A bench of Chief Justice Dipak Misra and Justices Ashok Bhushan and S Abdul Nazeer pronounced the verdict.The majority judgment  2: 1 was pronounced by Ashok Bhushan on behalf of Chief Justice Dipak Misra and himself. Justice S Abdul Nazeer was the lone dissenting  voice .

Further, Supreme Court ill now  begin hearing on the Ayodhya matter from October 29 unhindered , 2018  to decide the title suit on merit. In a way paving the path for building a Ram temple .

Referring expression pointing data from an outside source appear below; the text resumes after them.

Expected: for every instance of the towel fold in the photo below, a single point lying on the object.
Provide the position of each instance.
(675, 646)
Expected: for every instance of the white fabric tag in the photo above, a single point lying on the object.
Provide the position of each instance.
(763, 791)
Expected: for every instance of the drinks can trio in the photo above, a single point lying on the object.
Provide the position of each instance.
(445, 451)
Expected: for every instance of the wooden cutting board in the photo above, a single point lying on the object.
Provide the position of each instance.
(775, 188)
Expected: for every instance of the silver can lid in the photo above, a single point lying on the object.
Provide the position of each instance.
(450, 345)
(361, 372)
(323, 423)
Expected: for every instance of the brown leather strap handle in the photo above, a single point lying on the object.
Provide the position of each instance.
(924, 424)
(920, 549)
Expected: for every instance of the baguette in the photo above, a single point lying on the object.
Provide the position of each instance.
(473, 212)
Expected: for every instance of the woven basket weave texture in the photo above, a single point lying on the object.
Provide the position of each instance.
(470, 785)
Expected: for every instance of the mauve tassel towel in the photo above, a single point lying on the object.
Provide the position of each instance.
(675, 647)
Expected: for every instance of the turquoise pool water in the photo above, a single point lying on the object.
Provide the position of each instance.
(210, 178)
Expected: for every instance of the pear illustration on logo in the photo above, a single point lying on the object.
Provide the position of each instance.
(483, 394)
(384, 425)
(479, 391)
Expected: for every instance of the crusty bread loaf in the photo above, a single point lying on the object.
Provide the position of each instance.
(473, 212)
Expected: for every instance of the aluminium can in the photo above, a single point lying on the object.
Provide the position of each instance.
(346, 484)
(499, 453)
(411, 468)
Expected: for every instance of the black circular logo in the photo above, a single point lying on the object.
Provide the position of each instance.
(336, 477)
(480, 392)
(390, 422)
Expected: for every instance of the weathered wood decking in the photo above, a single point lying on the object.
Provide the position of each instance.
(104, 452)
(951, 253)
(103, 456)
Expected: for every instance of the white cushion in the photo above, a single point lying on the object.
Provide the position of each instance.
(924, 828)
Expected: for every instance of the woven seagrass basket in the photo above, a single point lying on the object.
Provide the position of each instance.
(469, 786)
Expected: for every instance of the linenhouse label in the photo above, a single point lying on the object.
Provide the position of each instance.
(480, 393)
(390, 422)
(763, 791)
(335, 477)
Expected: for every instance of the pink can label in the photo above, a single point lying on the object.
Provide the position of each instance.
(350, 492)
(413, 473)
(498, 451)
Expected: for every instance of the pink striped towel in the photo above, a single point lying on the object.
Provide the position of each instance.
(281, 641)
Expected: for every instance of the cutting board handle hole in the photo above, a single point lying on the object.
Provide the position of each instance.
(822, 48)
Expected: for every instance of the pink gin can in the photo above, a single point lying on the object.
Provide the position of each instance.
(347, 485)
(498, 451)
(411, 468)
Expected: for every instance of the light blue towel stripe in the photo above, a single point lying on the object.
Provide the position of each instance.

The bench further clarified that the observations in paragraph 52 of the 1994 Ismail Faruqi judgment, that mosque was not an integral part of Islam, have to be understood in the context of land acquisition proceedings. Ismail Faruqui had held that a religious place cannot claim immunity from compulsory acquisition, and the observations regarding mosque were made in that context. Thus, indicating that a place of worship can be acquired by state or government.

The issue had cropped up when a three-judge bench headed by Chief Justice Dipak Misra was hearing the batch of appeals filed against the Allahabad High Court’s 2010 verdict by which the disputed land on the Ram Janmabhoomi-Babri Masjid area was divided in three parts. Namely, the Sunni Waqf Board, the Nirmohi Akhara and Ram Lalla

It was argued by the Muslim groups before a special bench of Chief Justice Dipak Misra and Justices Ashok Bhushan and S A Nazeer that the “sweeping” observation of the apex court in the verdict needed to be reconsidered by a five-judge bench as “it had and will have a bearing” on the Babri Masjid-Ram Temple land dispute case.

Senior advocate Rajeev Dhavan, appearing for legal representative of Siddiq, had said that the observation that mosques were not essential for practising Islam were made by the apex court without any enquiry or considering the religious texts.

The Uttar Pradesh government had earlier told the top court that some Muslim groups were trying to delay the hearing in the “long-pending” Ayodhya temple-mosque land dispute case by seeking reconsideration of the observation in the 1994 verdict that a mosque was not integral to Islam.

The observations were made in the land acquisition matter pertaining to the Ayodhya site and the apex court had to consider two aspects as to whether a mosque could be acquired at all and whether a religious place of worship like a mosque, church or temple was immune from acquisition if it was a place of special significance for that religion and formed its essential and integral part.

The special bench of the apex court is seized of a total of 14 appeals filed against the high court judgement delivered in four civil suits.